John’s claims of self-defense never wavered once in the five years leading up to his trial. Indeed, as he told police the night of the incident (according to a police report), “he had signed an agreement to be in their band. … McVoy said he was afraid that if he didn’t go to band practice [that night], they would kill him.” 

So that tragic day, John left his job as a “retail guitar salesman” from the Kay’s Guitars in Irvine and drove directly to the Garcias’ home in Long Beach. His plan was to tell Victor once and for all that he was leaving the band.

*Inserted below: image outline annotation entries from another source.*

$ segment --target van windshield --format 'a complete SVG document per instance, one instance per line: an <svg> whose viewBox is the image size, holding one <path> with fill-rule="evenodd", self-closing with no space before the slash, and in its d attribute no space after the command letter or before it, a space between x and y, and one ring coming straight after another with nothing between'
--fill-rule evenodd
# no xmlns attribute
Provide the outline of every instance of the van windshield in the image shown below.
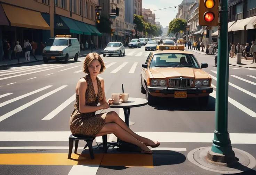
<svg viewBox="0 0 256 175"><path fill-rule="evenodd" d="M54 39L49 39L46 44L47 46L52 46L53 45L57 45L61 46L66 46L68 45L67 40L56 40Z"/></svg>

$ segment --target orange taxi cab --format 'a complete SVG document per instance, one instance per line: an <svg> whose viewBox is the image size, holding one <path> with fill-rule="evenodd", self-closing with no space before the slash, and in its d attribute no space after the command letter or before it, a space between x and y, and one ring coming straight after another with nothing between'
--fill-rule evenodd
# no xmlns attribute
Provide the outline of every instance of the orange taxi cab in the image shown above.
<svg viewBox="0 0 256 175"><path fill-rule="evenodd" d="M198 98L200 104L208 103L213 92L211 77L202 69L194 56L184 50L184 46L158 45L142 65L141 92L146 94L149 104L156 97Z"/></svg>

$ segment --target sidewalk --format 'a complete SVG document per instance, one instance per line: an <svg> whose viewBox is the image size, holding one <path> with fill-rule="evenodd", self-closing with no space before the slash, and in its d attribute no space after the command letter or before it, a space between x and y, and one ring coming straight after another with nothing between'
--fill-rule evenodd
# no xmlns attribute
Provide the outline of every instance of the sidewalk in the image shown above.
<svg viewBox="0 0 256 175"><path fill-rule="evenodd" d="M200 48L200 50L202 49L202 48ZM196 53L199 53L200 54L202 54L202 55L206 55L205 51L206 51L206 49L204 49L204 52L202 52L201 51L198 51L196 50L194 50L192 49L188 49L187 48L186 48L185 49L185 50L189 51L192 51L194 52L195 52ZM215 55L211 55L215 57ZM237 58L236 58L236 55L235 55L235 58L231 58L231 57L229 57L229 64L230 65L232 65L232 66L238 66L238 67L247 67L248 68L256 68L256 64L255 63L254 64L251 64L251 63L252 62L253 60L253 58L248 58L248 59L247 60L245 60L245 59L244 57L242 57L242 60L241 60L241 64L237 64Z"/></svg>
<svg viewBox="0 0 256 175"><path fill-rule="evenodd" d="M96 50L94 50L93 52L95 52L99 54L101 54L103 52L104 49L101 48L98 48ZM81 51L80 52L80 54L79 56L79 57L85 57L89 53L91 52L90 50L87 50L84 51ZM17 59L13 59L10 60L3 60L0 61L0 67L4 67L7 66L12 66L15 65L19 65L23 64L26 64L31 62L34 62L38 61L43 61L43 57L42 55L36 55L37 60L35 60L34 57L32 55L30 55L30 61L27 61L25 57L21 57L19 58L19 62L18 62L18 60Z"/></svg>

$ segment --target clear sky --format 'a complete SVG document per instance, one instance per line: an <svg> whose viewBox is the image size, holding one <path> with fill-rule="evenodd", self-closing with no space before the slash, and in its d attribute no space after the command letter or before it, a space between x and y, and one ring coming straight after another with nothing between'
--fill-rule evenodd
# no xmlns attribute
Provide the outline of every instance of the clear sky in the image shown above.
<svg viewBox="0 0 256 175"><path fill-rule="evenodd" d="M149 8L151 11L174 6L177 6L182 0L142 0L142 8ZM175 18L177 13L178 7L152 11L155 14L155 21L159 21L163 27L169 26L169 23Z"/></svg>

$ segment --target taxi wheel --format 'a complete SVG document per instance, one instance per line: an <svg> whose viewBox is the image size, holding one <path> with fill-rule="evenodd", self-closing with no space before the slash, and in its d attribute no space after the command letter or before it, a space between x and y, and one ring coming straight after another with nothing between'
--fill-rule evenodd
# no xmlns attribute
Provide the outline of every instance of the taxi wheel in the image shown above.
<svg viewBox="0 0 256 175"><path fill-rule="evenodd" d="M209 96L198 98L198 102L200 105L206 106L208 104L209 101Z"/></svg>

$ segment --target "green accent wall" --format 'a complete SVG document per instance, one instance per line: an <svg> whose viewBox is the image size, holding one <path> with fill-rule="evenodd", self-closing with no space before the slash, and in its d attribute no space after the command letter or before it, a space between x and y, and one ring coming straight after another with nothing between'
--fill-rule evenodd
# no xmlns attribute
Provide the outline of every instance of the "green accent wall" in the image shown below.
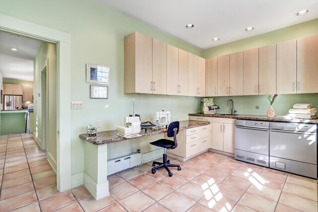
<svg viewBox="0 0 318 212"><path fill-rule="evenodd" d="M25 113L0 113L0 135L25 133Z"/></svg>

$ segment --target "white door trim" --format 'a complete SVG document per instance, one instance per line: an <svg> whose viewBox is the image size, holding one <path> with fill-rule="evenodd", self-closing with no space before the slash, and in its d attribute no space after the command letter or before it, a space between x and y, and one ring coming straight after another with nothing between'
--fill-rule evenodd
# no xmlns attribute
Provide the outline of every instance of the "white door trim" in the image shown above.
<svg viewBox="0 0 318 212"><path fill-rule="evenodd" d="M71 188L71 35L0 13L0 30L57 44L57 189Z"/></svg>

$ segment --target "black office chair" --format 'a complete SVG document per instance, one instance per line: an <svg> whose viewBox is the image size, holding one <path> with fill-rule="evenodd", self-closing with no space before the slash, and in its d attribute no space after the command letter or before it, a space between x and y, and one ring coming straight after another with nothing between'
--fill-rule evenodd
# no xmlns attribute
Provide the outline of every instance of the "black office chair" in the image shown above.
<svg viewBox="0 0 318 212"><path fill-rule="evenodd" d="M165 170L168 172L169 177L172 176L172 173L170 171L169 167L178 167L178 170L181 170L180 165L177 164L170 164L170 161L167 160L167 155L165 153L165 148L168 149L173 149L177 147L178 144L177 143L177 138L176 136L178 133L179 133L179 126L180 123L179 122L173 122L170 123L169 127L168 127L168 132L167 132L167 136L168 137L173 137L173 141L168 140L167 139L160 139L156 141L151 142L151 144L155 145L155 146L160 146L164 148L164 152L163 153L163 159L162 163L160 162L153 162L153 166L155 166L156 164L159 165L159 166L153 168L151 169L151 172L153 174L156 173L156 170L159 169L160 168L164 167Z"/></svg>

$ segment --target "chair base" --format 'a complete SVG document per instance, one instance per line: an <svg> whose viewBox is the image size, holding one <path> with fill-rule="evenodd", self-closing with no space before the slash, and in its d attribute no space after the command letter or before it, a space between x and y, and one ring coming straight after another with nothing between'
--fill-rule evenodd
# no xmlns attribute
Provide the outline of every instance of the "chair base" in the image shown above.
<svg viewBox="0 0 318 212"><path fill-rule="evenodd" d="M170 160L167 160L167 155L165 153L163 155L163 161L162 162L154 161L153 162L153 166L155 166L156 164L159 165L158 166L153 168L151 169L151 172L153 174L155 174L156 173L156 170L158 169L161 168L164 168L168 172L168 174L169 175L169 177L172 176L172 173L170 171L169 168L168 167L178 167L178 170L180 171L181 170L181 167L180 167L180 165L178 164L170 164Z"/></svg>

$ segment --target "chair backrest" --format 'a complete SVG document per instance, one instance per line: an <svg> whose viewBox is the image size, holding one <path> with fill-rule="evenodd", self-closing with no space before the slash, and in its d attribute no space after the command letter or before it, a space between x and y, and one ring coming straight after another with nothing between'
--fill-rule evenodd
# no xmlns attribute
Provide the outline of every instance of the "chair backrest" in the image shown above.
<svg viewBox="0 0 318 212"><path fill-rule="evenodd" d="M167 132L167 136L168 137L173 137L173 141L174 141L174 146L170 148L174 149L177 147L178 143L177 142L177 134L179 133L179 127L180 123L178 121L173 122L170 123L168 127L168 132Z"/></svg>

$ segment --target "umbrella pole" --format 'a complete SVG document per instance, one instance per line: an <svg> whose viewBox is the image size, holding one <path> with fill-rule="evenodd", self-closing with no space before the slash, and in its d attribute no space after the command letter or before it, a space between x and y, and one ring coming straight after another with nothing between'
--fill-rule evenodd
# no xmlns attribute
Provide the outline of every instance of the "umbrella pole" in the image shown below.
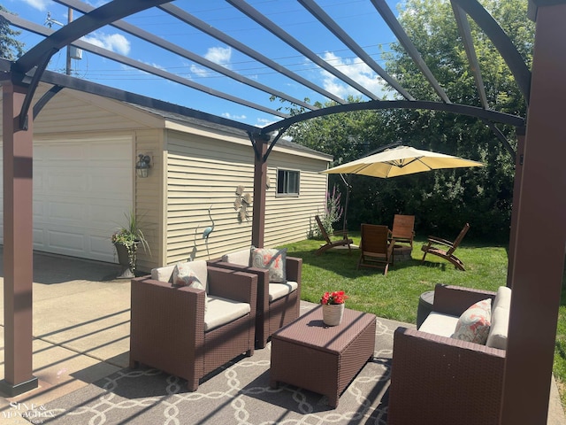
<svg viewBox="0 0 566 425"><path fill-rule="evenodd" d="M351 188L350 174L348 174L348 181L344 178L344 174L340 174L340 176L342 178L342 182L344 182L344 184L346 185L346 201L344 202L344 220L343 220L344 225L342 226L342 231L344 232L344 235L345 235L348 230L348 203L350 198L350 188Z"/></svg>

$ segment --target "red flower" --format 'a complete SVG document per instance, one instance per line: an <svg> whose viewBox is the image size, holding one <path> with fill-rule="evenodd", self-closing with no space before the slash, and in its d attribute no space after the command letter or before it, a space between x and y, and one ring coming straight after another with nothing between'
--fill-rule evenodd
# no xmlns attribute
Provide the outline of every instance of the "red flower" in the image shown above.
<svg viewBox="0 0 566 425"><path fill-rule="evenodd" d="M343 290L335 290L333 292L325 292L320 298L320 304L344 304L348 295Z"/></svg>

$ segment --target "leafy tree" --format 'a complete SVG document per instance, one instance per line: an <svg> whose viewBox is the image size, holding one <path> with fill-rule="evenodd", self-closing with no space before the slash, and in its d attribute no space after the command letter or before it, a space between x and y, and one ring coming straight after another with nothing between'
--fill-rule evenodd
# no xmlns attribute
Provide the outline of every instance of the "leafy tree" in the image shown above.
<svg viewBox="0 0 566 425"><path fill-rule="evenodd" d="M0 11L8 12L0 4ZM16 40L21 31L14 31L10 23L0 16L0 58L15 60L24 54L24 43Z"/></svg>

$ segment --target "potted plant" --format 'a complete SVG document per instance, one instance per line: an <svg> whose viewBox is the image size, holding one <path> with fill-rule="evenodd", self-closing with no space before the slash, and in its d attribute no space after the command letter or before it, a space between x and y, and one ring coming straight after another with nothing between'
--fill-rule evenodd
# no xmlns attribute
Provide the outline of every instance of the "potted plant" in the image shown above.
<svg viewBox="0 0 566 425"><path fill-rule="evenodd" d="M325 292L320 298L322 304L322 321L327 326L337 326L342 321L344 303L348 296L343 290Z"/></svg>
<svg viewBox="0 0 566 425"><path fill-rule="evenodd" d="M131 279L134 277L135 262L138 245L141 243L145 252L151 252L143 232L134 212L125 213L126 226L119 228L112 234L111 241L116 248L118 262L122 266L119 279Z"/></svg>

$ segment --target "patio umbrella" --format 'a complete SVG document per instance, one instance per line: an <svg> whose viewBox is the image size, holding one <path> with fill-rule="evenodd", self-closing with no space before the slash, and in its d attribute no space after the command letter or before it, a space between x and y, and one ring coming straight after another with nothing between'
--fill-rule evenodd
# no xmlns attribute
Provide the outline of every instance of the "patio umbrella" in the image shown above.
<svg viewBox="0 0 566 425"><path fill-rule="evenodd" d="M363 174L372 177L397 177L442 168L460 168L467 166L483 166L481 162L463 159L444 153L421 151L410 146L397 146L381 152L360 158L355 161L334 166L322 173L327 174ZM347 228L346 214L349 184L346 182L346 204L344 207L344 229Z"/></svg>
<svg viewBox="0 0 566 425"><path fill-rule="evenodd" d="M329 168L322 173L363 174L386 179L430 170L466 166L483 166L483 164L444 153L421 151L410 146L397 146Z"/></svg>

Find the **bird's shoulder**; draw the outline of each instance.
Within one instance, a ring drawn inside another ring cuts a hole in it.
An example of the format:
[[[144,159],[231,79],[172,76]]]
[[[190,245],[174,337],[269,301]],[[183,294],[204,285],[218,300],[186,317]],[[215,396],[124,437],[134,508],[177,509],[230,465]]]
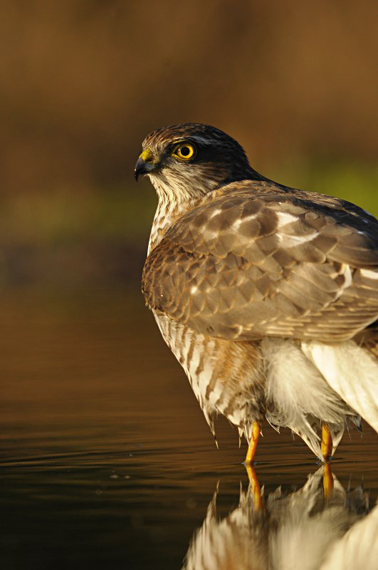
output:
[[[253,247],[256,240],[263,251],[279,241],[281,247],[296,246],[299,252],[301,244],[315,240],[320,245],[326,238],[375,250],[378,222],[340,198],[248,180],[211,192],[172,225],[166,238],[187,251],[221,256],[235,247]]]
[[[378,315],[377,229],[337,198],[233,183],[169,228],[143,292],[154,310],[224,338],[350,338]]]

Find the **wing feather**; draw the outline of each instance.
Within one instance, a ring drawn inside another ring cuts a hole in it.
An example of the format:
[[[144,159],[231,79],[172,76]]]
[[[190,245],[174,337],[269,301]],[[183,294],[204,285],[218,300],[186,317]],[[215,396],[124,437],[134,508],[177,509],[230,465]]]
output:
[[[151,252],[149,306],[238,341],[341,341],[375,321],[377,220],[336,199],[243,184],[184,215]]]

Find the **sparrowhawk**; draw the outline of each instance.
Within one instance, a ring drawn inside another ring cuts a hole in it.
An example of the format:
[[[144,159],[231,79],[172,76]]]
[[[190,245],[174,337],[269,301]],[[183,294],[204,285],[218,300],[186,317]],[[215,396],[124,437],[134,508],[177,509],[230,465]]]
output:
[[[148,135],[135,166],[158,196],[142,291],[214,433],[286,426],[320,459],[348,420],[378,431],[378,222],[294,190],[206,125]]]

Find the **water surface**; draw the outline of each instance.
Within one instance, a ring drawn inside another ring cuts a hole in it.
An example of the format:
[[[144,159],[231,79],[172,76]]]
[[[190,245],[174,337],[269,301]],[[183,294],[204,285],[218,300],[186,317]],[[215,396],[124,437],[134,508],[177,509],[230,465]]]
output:
[[[220,420],[216,450],[138,289],[1,295],[2,568],[179,569],[217,486],[224,519],[248,489],[245,444]],[[264,497],[300,489],[316,458],[288,431],[263,436]],[[377,465],[364,426],[332,470],[371,507]]]

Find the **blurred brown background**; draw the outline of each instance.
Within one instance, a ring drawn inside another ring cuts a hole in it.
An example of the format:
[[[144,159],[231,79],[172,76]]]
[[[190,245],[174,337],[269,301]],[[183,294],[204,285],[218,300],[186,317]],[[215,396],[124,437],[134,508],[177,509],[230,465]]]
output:
[[[237,138],[253,166],[378,214],[374,0],[0,4],[6,286],[139,279],[155,206],[132,169],[165,124]]]

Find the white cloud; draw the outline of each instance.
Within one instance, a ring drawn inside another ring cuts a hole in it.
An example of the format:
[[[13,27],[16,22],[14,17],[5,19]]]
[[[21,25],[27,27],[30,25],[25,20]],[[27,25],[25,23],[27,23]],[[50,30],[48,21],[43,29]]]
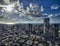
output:
[[[52,5],[52,6],[51,6],[51,9],[59,9],[59,7],[60,7],[60,6],[56,4],[56,5]]]

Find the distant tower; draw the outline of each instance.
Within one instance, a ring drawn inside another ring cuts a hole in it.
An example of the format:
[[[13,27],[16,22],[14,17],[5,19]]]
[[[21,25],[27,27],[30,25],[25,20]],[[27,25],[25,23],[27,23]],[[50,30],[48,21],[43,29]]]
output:
[[[49,18],[44,18],[44,37],[45,40],[48,40],[49,38]]]

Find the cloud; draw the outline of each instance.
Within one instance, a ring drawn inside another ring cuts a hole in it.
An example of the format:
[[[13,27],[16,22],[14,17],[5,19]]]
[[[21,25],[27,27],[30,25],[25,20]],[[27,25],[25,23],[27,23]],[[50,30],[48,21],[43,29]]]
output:
[[[60,6],[56,4],[56,5],[52,5],[52,6],[51,6],[51,9],[59,9],[59,7],[60,7]]]

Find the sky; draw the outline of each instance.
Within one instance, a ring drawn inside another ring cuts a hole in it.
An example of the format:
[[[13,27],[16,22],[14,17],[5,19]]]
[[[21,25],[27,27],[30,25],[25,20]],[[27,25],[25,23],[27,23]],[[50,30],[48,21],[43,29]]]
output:
[[[60,0],[20,0],[23,3],[24,8],[28,7],[30,3],[38,4],[39,6],[43,6],[44,11],[42,14],[60,14]],[[54,6],[54,7],[53,7]],[[53,9],[51,9],[53,7]],[[1,14],[1,13],[0,13]],[[42,19],[30,18],[28,16],[19,17],[17,14],[9,14],[9,21],[15,21],[18,23],[42,23]],[[17,18],[19,20],[17,20]],[[7,20],[6,20],[7,21]],[[5,22],[6,22],[5,21]],[[53,17],[50,19],[50,23],[60,23],[60,15]]]
[[[60,0],[20,0],[24,7],[27,7],[29,3],[35,3],[39,6],[44,7],[44,11],[42,13],[46,14],[58,14],[60,13]],[[51,6],[58,5],[58,9],[51,9]],[[56,16],[53,20],[51,19],[51,23],[60,23],[60,15]]]

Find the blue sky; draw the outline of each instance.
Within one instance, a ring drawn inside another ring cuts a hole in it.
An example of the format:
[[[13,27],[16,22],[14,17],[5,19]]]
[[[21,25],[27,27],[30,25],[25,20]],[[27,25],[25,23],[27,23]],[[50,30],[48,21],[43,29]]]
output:
[[[58,14],[60,13],[60,0],[21,0],[24,4],[24,7],[29,6],[29,3],[36,3],[39,6],[43,6],[45,8],[43,13],[47,14]],[[57,10],[51,10],[52,5],[59,5]],[[54,20],[54,21],[53,21]],[[60,23],[60,15],[55,17],[55,19],[51,20],[50,22]]]
[[[38,5],[42,5],[44,6],[45,10],[43,13],[48,13],[48,14],[52,14],[52,13],[60,13],[60,8],[57,10],[51,10],[51,6],[54,4],[57,4],[60,6],[60,0],[21,0],[21,2],[23,2],[24,6],[28,6],[29,3],[36,3]]]

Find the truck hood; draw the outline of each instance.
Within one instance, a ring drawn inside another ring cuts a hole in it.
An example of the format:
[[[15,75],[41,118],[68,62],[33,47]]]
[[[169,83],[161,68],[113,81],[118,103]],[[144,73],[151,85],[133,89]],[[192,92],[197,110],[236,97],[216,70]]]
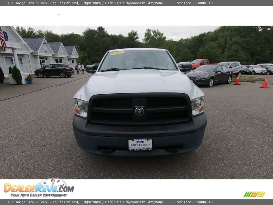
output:
[[[97,72],[74,97],[89,101],[98,95],[141,93],[183,93],[191,99],[204,95],[179,71],[135,69]]]

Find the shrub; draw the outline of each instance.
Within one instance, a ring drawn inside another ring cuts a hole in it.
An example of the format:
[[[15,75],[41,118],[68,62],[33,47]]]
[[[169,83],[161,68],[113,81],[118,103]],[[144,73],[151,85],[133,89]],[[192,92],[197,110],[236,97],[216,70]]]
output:
[[[9,67],[9,74],[11,74],[12,73],[12,68],[10,66]]]
[[[22,76],[20,70],[16,66],[13,66],[12,68],[12,78],[17,82],[22,80]]]
[[[4,75],[4,73],[2,70],[2,69],[0,67],[0,81],[4,82],[4,79],[5,79],[5,76]]]

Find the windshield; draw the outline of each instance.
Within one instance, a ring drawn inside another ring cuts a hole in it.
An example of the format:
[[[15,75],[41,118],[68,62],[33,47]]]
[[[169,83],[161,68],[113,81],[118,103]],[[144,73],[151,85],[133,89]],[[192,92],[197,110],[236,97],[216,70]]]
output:
[[[216,65],[201,65],[193,70],[193,71],[213,71],[216,67]]]
[[[253,65],[252,67],[254,68],[262,68],[260,65]]]
[[[177,70],[166,51],[138,50],[109,52],[99,71],[144,68]]]
[[[201,60],[195,60],[194,61],[193,61],[191,62],[191,63],[193,63],[193,64],[194,64],[195,63],[198,63],[201,62]]]

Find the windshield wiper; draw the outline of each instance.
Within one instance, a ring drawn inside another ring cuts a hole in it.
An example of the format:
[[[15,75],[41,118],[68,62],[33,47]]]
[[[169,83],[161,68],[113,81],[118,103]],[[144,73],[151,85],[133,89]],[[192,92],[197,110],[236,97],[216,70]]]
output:
[[[100,71],[101,72],[104,72],[104,71],[115,71],[120,70],[126,70],[126,69],[119,68],[112,68],[110,69],[106,69],[106,70],[102,70]]]
[[[156,68],[153,67],[143,67],[142,68],[134,68],[132,69],[155,69],[156,70],[169,70],[169,69],[165,69],[165,68]]]

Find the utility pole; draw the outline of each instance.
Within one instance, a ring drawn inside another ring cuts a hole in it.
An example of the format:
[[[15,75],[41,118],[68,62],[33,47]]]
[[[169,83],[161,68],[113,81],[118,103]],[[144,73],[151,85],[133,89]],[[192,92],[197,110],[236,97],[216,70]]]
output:
[[[88,62],[88,57],[87,56],[87,51],[86,49],[86,43],[85,42],[85,36],[84,36],[83,37],[84,38],[84,44],[85,44],[85,52],[86,53],[86,58],[87,60],[87,64],[89,64],[89,62]]]
[[[231,35],[231,26],[229,26],[229,32],[228,34],[228,46],[227,47],[227,52],[226,53],[226,61],[228,60],[228,52],[229,47],[229,40]]]

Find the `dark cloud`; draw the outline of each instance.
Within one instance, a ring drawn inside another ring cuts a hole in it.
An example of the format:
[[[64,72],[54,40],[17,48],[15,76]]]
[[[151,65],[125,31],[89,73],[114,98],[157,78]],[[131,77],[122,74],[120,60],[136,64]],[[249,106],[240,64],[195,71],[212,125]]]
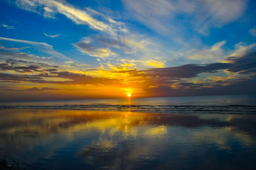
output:
[[[134,50],[126,44],[122,38],[115,39],[104,36],[85,38],[73,45],[81,51],[92,56],[106,57],[115,49],[120,49],[125,53],[131,53]],[[109,53],[103,52],[102,49],[108,49]]]
[[[40,68],[39,66],[34,65],[20,66],[16,65],[10,65],[7,63],[0,64],[0,70],[2,71],[13,71],[25,73],[41,72],[42,71],[39,70],[40,69]]]
[[[256,73],[256,53],[247,54],[240,57],[230,57],[225,60],[232,63],[228,69],[231,72],[239,72],[240,74]]]
[[[173,78],[191,78],[202,73],[215,73],[218,70],[227,69],[230,63],[216,63],[207,65],[188,64],[179,67],[157,68],[131,72],[135,76],[144,77],[160,77]]]
[[[25,90],[26,91],[45,91],[45,90],[59,90],[58,89],[56,89],[55,88],[50,88],[50,87],[42,87],[41,88],[39,88],[38,87],[36,87],[26,89]]]

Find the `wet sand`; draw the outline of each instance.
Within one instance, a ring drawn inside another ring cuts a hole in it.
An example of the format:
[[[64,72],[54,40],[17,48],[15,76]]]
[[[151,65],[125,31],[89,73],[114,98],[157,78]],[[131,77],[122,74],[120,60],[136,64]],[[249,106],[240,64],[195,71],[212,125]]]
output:
[[[28,169],[253,169],[256,115],[0,110],[0,156]]]

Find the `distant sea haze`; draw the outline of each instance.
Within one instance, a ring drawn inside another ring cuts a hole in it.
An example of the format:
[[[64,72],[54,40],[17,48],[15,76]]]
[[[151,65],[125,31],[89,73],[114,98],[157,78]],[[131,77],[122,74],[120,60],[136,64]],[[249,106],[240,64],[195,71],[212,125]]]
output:
[[[0,104],[0,109],[63,109],[166,114],[256,114],[256,95],[97,99]]]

Unfortunately for everyone involved, John armed himself for his own protection.

The McVoys’ Family Heirloom – the Civil War-Era Revolver

The gun John would fire twice that night was a double-action, five-shot .41-caliber Long Colt revolver that dated back to the Wild West/post-Civil War era. (Think of a shorter-barreled version of the pistol Clint Eastwood carries in the 1990 film Unforgiven.) In other words, it was over a hundred years old, and had been in John’s family for many decades. (Interestingly, the judge would order that the firearm be returned to John’s father after the trial because of its “family heirloom” status.) 

Prior to the incident, John had only fired it once before when he went to the woods to see if it actually worked. The gun was so old and poorly cared for (i.e., not regularly cleaned and oiled), it was almost miraculous that it didn’t explode in John’s hand when he fired it. (The bullets themselves were no longer manufactured and were therefore purchased many years before at a gun show.)

Trial Tip: 

I had retained the services of two different expert witnesses in regard to the Colt. The first was an expert on gunpowder residue and the second was prepared to testify about the working mechanisms of the Colt itself. It should go without saying that anytime you have a trial involving the discharge of a firearm, you are going to want to have at least one defense expert lined up to counter the testimony of the prosecution’s expert. In fact, you should always have an expert ready to reject such testimony, regardless of the subject matter to which the prosecution’s expert is going to testify. Here, as it turned out, I didn’t need to call either expert because nothing the DA’s expert said on the stand hurt our defense.

And so that evening, John drove from Irvine to Long Beach with the Colt in the center of his rear waistband. But he never intended to actually fire it, only to frighten Victor if Victor sought to attack him or even shoot him with the shotgun.